A 15-year-old boy has been killed and 14 other people have been wounded in two suspected bomb attacks at bus stops in Jerusalem, Israeli police say.
The explosions happened at two busy areas on the outskirts of the city as people were heading to work.
The teenager who died was an Israeli-Canadian Jewish seminary student named Aryeh Schupak.
Israel’s prime minister said it was an attack that was “different from what we have seen in recent years”.
The atmosphere feels volatile in a year of intensifying violence, as Palestinian gun and knife attacks have targeted Israelis, and Israeli military raids have killed Palestinian gunmen and civilians in the occupied West Bank.
No group has so far said it was behind the blasts. However, the Palestinian militant groups Hamas and Islamic Jihad both praised the perpetrators of what they referred to as the “operation”.
The first explosion happened in Givat Shaul, close to the main entrance to Jerusalem, just after 07:00 (05:00 GMT) on Wednesday.
Israeli medics said the blast wounded 12 people, including the teenage boy who died later at the Shaare Zedek Medical Center.
About 30 minutes later, there was a second blast in Ramot Junction, another entrance to the city. It left three people with minor injuries.
At the scene of the first explosion, the pavement was scattered with debris. Masked Israeli security forces sealed off the site, while the pieces of a badly damaged bicycle were put into forensics bags.
One man from a Jewish ultra-Orthodox neighbourhood opposite told the BBC that he was woken as his building shook. Many of those waiting for buses were apparently from the community.
A small protest was also taking place with a sign held by young Israeli men calling for “revenge”.
The head of the Israeli police’s operations division, Deputy Commissioner Sigal Bar Zvi, said the bombs were made with “high quality” explosives and that they were placed in a bush and behind a wall at the bus stops.
Given the nature of the attacks, she added, investigators suspect they were masterminded by an organised cell.

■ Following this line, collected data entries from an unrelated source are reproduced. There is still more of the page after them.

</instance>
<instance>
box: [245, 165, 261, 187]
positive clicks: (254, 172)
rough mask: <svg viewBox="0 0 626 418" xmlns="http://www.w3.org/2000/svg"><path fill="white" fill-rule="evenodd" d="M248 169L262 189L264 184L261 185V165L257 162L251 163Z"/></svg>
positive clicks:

Israeli media cited security sources as saying that both devices contained nails and were likely to have been detonated remotely.
Following a meeting with Israel’s security chiefs, outgoing Prime Minister Yair Lapid said Aryeh Schupak “was a boy who never wronged anyone in the world, and he was murdered simply because he was Jewish”.
He also pledged that security forces would “find these heinous terrorists, those behind them and those who provided them with weapons”.
“I want to say to the citizens of Israel: We will find them. They can run, they can hide – it won’t help them; the security forces will reach them. If they resist, they will be eliminated.”